To that end, my homage to Andrew Hetherington's ongoing Room With a View series. But cool as those photos are, he never tells you the lighting details. So we can at least accomplish that much today.
But first, the plane stuff. For those of you who have never experienced an aborted takeoff on a commercial jet, I highly recommend it. I got to do that ride yesterday at the Baltimore Washington International Theme Park.
You'll enjoy that familiar pressed-into-the-seat acceleration, followed by sudden deceleration as people notice sparks coming from the engine and (quoting the pilot here) a "whole lot of indicator lights" going off in the cockpit.
At the end of your ride, you'll be surrounded by lots of fire trucks and guys running around the plane in shiny space suit-like gear. (This ride is not recommended for people with a heart condition.)

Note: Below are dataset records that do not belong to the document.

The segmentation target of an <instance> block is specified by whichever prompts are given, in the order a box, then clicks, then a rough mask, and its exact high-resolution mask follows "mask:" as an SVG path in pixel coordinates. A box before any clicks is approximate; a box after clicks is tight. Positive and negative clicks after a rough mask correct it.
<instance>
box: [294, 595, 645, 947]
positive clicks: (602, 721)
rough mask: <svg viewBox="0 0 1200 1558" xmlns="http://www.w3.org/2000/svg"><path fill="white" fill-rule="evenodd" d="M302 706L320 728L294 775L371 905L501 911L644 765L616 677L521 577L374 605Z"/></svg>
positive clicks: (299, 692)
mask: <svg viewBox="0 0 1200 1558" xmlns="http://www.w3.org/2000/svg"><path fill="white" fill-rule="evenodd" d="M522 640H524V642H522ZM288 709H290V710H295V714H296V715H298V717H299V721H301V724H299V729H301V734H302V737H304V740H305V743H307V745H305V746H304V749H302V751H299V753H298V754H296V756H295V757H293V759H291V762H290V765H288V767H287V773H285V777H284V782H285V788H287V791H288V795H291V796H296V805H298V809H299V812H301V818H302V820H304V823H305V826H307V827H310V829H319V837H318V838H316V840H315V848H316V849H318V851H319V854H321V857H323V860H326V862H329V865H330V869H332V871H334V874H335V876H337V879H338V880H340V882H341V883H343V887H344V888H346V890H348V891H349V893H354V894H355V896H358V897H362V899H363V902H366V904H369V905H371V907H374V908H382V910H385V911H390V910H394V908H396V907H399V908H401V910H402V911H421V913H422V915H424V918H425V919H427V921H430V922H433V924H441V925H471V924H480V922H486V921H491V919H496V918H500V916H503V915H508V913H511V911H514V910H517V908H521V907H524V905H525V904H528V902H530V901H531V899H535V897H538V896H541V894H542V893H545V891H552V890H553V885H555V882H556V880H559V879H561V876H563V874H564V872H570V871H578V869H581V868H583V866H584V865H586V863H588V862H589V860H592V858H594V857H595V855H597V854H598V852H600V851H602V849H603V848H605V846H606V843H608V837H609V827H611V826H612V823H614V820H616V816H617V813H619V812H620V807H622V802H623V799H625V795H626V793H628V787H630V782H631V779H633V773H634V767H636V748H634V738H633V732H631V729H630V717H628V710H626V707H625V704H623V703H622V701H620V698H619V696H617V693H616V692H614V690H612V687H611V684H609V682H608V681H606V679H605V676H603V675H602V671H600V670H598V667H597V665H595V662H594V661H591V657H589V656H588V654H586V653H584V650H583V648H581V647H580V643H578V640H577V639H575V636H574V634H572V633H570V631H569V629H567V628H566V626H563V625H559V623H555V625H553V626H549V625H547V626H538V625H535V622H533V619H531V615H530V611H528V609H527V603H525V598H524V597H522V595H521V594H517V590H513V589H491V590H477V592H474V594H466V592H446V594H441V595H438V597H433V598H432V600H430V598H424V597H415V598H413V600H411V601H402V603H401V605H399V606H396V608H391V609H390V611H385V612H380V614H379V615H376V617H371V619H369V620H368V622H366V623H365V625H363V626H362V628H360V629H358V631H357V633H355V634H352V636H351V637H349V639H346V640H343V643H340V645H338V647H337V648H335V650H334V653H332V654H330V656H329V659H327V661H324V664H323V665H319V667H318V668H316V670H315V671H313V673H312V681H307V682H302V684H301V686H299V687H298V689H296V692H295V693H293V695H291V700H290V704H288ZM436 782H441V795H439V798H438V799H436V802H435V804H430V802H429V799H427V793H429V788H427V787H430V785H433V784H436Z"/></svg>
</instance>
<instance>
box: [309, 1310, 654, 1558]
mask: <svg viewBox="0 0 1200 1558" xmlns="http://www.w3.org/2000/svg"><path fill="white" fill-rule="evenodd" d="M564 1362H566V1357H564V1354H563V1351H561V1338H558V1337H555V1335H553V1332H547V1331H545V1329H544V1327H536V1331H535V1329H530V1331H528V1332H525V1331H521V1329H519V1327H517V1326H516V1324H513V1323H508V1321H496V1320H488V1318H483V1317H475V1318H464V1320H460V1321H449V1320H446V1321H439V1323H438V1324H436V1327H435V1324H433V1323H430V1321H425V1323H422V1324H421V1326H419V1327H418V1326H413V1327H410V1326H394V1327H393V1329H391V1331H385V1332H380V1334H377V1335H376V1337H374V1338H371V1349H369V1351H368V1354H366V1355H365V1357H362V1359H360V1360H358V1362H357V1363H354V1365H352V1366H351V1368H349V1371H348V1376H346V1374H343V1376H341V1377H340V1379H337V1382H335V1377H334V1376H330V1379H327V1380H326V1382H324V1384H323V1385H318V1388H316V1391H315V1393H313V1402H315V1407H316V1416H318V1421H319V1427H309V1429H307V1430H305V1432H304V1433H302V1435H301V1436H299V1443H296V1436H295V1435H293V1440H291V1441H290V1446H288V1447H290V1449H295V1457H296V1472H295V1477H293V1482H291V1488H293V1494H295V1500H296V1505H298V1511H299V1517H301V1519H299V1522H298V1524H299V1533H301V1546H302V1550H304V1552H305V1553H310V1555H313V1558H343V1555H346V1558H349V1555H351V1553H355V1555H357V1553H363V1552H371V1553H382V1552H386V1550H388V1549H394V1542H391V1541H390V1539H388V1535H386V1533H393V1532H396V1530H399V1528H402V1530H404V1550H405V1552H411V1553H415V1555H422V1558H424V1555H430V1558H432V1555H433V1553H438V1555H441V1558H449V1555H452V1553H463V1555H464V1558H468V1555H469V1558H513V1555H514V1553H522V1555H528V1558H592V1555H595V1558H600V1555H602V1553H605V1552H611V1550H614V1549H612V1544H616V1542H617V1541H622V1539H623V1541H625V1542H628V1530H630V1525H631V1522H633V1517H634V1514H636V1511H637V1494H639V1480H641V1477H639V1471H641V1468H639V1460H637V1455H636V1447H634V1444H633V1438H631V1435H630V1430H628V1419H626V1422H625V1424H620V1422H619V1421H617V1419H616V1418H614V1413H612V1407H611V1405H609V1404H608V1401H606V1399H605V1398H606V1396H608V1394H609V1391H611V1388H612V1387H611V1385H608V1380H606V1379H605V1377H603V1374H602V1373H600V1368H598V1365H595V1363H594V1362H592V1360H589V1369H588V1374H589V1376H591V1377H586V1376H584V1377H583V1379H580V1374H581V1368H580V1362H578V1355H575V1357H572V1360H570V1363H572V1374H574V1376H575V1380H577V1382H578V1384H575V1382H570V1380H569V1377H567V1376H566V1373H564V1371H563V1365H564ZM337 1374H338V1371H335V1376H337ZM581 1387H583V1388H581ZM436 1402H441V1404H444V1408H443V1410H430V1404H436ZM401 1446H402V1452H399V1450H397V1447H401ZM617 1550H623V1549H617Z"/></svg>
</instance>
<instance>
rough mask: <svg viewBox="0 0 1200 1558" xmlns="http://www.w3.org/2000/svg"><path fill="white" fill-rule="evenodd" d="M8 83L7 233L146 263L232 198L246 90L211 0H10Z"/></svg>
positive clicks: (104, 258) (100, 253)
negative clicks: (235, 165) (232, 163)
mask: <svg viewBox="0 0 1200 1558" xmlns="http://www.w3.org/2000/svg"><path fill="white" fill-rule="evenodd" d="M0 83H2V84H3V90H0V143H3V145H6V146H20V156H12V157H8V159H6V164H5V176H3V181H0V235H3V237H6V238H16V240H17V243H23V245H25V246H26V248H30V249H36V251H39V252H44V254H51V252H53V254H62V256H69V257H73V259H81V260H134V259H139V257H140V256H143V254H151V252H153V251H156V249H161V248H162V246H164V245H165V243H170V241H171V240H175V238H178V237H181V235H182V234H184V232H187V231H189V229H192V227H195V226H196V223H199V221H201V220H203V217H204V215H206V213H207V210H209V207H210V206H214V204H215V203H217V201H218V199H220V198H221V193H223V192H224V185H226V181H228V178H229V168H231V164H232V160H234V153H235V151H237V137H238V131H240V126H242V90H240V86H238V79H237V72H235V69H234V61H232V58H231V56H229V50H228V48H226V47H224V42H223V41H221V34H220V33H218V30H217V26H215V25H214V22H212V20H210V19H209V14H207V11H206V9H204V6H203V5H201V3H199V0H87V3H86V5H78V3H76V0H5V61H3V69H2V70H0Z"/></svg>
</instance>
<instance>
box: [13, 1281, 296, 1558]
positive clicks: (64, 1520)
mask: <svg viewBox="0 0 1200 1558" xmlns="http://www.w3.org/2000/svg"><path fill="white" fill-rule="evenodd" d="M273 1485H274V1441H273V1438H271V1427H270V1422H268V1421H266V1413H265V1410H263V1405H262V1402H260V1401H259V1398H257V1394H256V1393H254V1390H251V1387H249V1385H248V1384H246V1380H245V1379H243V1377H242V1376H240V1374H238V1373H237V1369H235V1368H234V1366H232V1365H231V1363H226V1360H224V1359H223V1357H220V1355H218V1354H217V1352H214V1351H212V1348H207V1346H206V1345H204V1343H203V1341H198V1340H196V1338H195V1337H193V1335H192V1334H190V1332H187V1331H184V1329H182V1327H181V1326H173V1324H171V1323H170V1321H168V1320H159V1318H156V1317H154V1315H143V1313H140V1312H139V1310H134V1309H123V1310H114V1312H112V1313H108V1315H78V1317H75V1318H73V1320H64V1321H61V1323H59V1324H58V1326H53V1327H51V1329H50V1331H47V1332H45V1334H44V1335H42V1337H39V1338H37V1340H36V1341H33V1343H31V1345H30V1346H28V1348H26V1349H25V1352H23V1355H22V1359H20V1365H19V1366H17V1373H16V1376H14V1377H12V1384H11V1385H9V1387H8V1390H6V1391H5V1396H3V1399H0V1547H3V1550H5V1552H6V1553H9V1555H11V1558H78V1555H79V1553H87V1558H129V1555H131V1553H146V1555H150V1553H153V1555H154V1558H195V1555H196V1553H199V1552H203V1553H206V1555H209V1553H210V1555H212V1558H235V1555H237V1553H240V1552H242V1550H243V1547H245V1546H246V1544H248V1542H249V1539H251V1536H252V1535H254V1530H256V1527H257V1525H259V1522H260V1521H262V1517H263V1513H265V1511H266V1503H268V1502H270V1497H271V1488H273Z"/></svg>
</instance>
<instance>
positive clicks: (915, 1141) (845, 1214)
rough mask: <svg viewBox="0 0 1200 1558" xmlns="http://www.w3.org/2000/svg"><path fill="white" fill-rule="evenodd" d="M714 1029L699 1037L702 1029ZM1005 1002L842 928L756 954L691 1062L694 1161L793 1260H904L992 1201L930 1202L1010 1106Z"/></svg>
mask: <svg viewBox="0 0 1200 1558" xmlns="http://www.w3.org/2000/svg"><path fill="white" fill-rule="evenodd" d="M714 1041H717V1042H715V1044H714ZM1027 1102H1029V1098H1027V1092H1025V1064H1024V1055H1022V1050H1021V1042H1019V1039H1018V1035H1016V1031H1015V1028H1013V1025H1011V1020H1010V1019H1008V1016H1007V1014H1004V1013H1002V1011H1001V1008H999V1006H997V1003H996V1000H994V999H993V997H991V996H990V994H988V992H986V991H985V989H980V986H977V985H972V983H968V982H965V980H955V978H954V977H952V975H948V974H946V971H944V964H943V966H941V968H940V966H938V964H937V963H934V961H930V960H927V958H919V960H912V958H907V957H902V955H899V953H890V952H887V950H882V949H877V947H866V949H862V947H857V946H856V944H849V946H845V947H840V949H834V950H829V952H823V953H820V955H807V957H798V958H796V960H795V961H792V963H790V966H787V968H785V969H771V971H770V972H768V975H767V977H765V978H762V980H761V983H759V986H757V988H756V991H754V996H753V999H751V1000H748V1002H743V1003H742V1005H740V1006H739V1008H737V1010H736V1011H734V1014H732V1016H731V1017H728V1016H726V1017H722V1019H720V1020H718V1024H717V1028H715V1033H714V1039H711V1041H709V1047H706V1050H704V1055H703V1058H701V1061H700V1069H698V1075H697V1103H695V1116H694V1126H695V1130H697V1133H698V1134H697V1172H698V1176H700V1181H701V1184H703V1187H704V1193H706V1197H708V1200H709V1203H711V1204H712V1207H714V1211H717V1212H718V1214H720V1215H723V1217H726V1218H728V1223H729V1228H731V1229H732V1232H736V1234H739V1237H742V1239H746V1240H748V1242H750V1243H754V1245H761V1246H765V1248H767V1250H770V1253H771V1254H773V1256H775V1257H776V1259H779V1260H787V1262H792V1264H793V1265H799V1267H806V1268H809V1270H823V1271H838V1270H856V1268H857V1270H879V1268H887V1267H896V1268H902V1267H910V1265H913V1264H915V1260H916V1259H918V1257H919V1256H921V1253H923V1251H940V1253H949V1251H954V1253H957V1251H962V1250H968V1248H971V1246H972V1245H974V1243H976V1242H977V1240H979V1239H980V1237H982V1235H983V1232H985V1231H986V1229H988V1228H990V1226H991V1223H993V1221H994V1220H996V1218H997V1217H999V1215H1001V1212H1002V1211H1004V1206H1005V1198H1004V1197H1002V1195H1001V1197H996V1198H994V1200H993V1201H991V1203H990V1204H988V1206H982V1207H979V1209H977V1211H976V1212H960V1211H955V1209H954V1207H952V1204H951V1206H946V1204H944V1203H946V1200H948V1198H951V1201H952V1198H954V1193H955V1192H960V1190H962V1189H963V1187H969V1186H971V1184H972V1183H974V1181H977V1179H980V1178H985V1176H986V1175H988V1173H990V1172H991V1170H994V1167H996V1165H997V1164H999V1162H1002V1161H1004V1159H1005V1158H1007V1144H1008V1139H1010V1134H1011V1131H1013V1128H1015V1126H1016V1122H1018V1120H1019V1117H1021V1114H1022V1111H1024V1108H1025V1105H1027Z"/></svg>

After a delay sufficient to miss your international connecting flight, you will then take off on the same plane to Atlanta, wherein you get to spend the night as a ward of Delta.
Not ideal, but arguably better than crashing.
So, the room pic.
This photo bridges together two different ambient levels with the use of one bounced flash. As do, I suspect, many of Mr. Hetherington's.
Outside is overcast daylight. Find that exposure first. Then look at the lamp -- not as a light source but as a softly glowing piece of subject material. You want it a tad over, but not blown out. The rest of the room will be dark.
Get your best compromise ambient exposure between the sky and the lamp, then under-fill the rest of the room with flash. This was about 2 1/3 stops down from a full flash exposure.
Now, it looks like it does the way your eye sees it. Outside a little bright, inside a glowing lamp and the room is darker but with nice detail.
The flash is on camera (I know, but it was the best place for it) zoomed to 105mm at 1/16th power and 1/2 CTO gelled. I wanted it to emulate the color and position of the lamp.
I scrunched low, to hide the reflection of the flash underneath the window, rather than see it in the glass.
The original hope was to make use of Leap Day as a travel day. Now, it's off to the Airport in ATL, where I get to play the role of Tom Hanks in Terminal Man for 10 hours. Then, hopefully, Dubai.
Think I'll browse some of Andrew's Room With a View series.